This tutorial demonstrates how to use the Vertex AI SDK to create text entity extraction models and do batch prediction using a Google Cloud [AutoML](https://cloud.google.com/vertex-ai/docs/start/automl-users) model.

Learn more about [Entity extraction for text data](https://cloud.google.com/vertex-ai/docs/training-overview#entity_extraction_for_text).

### Objective

In this tutorial, you create an AutoML text entity extraction model from a Python script, and then do a batch prediction using the Vertex AI SDK. You can alternatively create and deploy models using the `gcloud` command-line tool or online using the Cloud Console.

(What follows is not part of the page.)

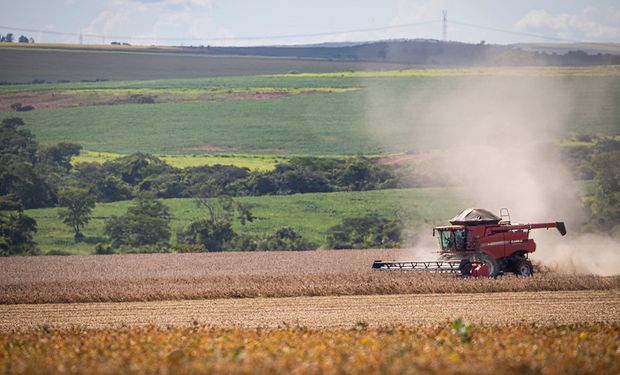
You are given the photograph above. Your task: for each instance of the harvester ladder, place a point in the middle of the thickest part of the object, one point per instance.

The steps performed include:

- Create a Vertex `Dataset` resource.
- Train the model.
- View the model evaluation.
- Make a batch prediction.

There is one key difference between using batch prediction and using online prediction:

* Prediction Service: Does an on-demand prediction for the entire set of instances (i.e., one or more data items) and returns the results in real-time.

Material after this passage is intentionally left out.